Wednesday, August 22, 2012

The movie,Terms of Endearment- it's all different.


One of my favorite movies of all time is Terms of Endearment. It came out in 1984 when I was a new mother. Although I didn't have a bum of a husband Like Emma's Hap or a meddlesome mother like Emma's Mom, Aurora. I really identified with Emma. I felt her pain. And for many years when I would catch parts of the movie on TV I would always cry at the same parts.
Many parts.
 Emma was played by Debra Winger. We were about the same age when the movie came out.

Fast forward to present day. I hadn't watched Terms of  Endearment in about ten years. Recently, on a rainy day, I settled in to watch it with my kids. I told them how much I had loved the movie and that they could count on me sobbing through-out.

But somehow, everything had changed! I was identifying with Emma's mother Aurora played by Shirley MacLaine! When as a longtime widow she began dating her next door neighbor I felt how awkward it was. When she wanted to control/help her daughter, I understood! When she found out her daughter was sick...

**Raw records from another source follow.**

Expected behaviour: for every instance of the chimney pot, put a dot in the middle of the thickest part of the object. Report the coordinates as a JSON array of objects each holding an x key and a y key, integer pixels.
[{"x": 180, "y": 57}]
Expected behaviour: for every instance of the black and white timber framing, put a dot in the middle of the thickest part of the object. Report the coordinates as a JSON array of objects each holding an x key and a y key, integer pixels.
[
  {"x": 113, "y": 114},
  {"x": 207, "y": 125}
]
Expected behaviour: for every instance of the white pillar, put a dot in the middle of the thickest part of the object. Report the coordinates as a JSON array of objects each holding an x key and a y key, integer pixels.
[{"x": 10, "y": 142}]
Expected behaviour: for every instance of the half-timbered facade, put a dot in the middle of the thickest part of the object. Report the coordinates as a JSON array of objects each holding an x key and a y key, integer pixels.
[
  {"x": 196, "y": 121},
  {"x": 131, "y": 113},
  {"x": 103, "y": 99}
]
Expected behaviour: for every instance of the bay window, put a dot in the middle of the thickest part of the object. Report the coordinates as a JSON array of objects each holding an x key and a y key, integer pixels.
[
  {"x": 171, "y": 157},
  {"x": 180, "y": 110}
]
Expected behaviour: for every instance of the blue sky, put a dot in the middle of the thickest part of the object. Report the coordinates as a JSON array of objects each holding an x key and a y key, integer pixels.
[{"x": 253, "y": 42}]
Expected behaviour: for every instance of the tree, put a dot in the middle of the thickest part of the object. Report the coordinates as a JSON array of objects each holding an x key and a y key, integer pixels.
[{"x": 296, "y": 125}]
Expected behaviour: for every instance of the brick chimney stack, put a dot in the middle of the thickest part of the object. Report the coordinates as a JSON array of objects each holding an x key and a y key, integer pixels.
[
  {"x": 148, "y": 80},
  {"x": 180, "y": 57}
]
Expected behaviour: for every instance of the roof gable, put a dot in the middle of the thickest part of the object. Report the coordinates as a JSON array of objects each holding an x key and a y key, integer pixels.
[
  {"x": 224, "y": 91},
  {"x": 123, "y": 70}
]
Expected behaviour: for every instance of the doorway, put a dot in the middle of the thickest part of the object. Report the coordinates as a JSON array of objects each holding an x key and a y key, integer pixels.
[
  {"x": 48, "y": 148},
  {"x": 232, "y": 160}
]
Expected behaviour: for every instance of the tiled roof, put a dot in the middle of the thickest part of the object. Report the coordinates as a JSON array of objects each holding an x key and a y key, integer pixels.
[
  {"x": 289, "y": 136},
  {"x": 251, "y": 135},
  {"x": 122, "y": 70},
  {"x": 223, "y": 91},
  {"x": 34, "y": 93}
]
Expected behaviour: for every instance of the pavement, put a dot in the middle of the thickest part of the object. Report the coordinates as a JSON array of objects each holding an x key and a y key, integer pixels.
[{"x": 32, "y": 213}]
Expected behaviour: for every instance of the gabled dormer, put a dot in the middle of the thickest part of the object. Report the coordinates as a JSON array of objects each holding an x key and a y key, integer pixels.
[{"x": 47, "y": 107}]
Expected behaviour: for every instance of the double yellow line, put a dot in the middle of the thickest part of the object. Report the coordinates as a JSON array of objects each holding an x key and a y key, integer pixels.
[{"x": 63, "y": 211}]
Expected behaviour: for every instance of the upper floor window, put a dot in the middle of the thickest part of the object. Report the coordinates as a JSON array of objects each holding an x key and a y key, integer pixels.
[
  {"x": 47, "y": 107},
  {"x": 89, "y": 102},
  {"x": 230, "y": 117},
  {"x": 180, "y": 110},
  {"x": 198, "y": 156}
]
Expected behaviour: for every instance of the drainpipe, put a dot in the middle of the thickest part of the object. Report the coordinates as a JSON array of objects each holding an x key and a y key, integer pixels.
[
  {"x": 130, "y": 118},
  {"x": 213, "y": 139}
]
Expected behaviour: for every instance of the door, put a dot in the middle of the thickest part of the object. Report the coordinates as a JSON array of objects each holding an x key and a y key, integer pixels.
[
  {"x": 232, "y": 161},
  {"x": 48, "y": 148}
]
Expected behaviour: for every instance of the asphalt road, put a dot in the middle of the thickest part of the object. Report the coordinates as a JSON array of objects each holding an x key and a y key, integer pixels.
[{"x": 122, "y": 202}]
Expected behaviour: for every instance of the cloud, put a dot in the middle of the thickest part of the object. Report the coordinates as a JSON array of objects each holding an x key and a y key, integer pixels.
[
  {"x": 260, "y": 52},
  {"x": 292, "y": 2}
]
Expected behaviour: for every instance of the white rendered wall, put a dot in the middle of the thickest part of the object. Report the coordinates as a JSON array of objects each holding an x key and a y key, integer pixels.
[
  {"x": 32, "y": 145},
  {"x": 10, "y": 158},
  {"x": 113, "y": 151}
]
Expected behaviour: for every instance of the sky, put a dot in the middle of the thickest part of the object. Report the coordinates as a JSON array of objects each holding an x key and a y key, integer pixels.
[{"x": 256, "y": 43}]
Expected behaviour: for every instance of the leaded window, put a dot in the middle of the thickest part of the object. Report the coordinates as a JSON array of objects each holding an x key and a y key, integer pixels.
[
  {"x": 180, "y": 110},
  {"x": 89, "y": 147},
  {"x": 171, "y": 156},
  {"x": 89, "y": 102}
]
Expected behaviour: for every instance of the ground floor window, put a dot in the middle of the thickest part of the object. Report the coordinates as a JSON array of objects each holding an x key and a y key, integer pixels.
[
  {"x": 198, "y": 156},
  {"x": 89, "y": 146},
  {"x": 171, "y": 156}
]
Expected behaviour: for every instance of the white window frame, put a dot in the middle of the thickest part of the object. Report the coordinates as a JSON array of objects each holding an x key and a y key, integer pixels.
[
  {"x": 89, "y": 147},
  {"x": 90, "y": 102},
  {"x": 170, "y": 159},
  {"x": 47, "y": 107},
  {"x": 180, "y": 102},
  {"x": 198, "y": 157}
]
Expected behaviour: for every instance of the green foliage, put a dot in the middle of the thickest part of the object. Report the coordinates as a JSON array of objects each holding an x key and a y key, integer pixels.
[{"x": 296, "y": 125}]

That was when the sobbing began.
And?
I realized I wasn't crying at the parts I used to, when Emma's husband cheated on her, when she had to move again, even when she had to tell her children she had cancer!

Instead?
I was crying when Aurora was devastated about her daughter's health, when she forgave Hap for treating her daughter like crap, when she was helpless in helping her daughter escape pain and ultimately death.

It's funny, I always thought Shirley MacLaine was so much older when this movie came out. I come to find out that she was only 48 years-old!

I have really been contemplating why this movie has changed so much for me.
Is it because now I closer in age to the Aurora than I am to Emma?
Is it because my experience and that of my peers is now more reflected by Aurora than Emma?
I say yes to both.
And now I wonder, will this be happening a lot?
Will certain books and movies take on a whole other meaning as we get older?

For the record? The scene shown below illustrates my point. I CANNOT watch it without sobbing.
Every. Time.
And that is something new for me.

2 comments:

Kim said...

That movie is near and dear to my heart because they filmed it in Lincoln when I was in college. Debra Winger was having a fling with our single governor at the time and they often came into the bar where I worked (she drank Stoli martinis on the rocks and smoked Camel no filters). I really can't watch that movie and get into it because I'm always looking at the background, the extras and remembering knowing just where they filmed that. But I think that's definitely true, how you experience something depends on your life perspective and it can change over time.

Formerly known as Frau said...

Such a great movie.....it is wild how our views change as we age.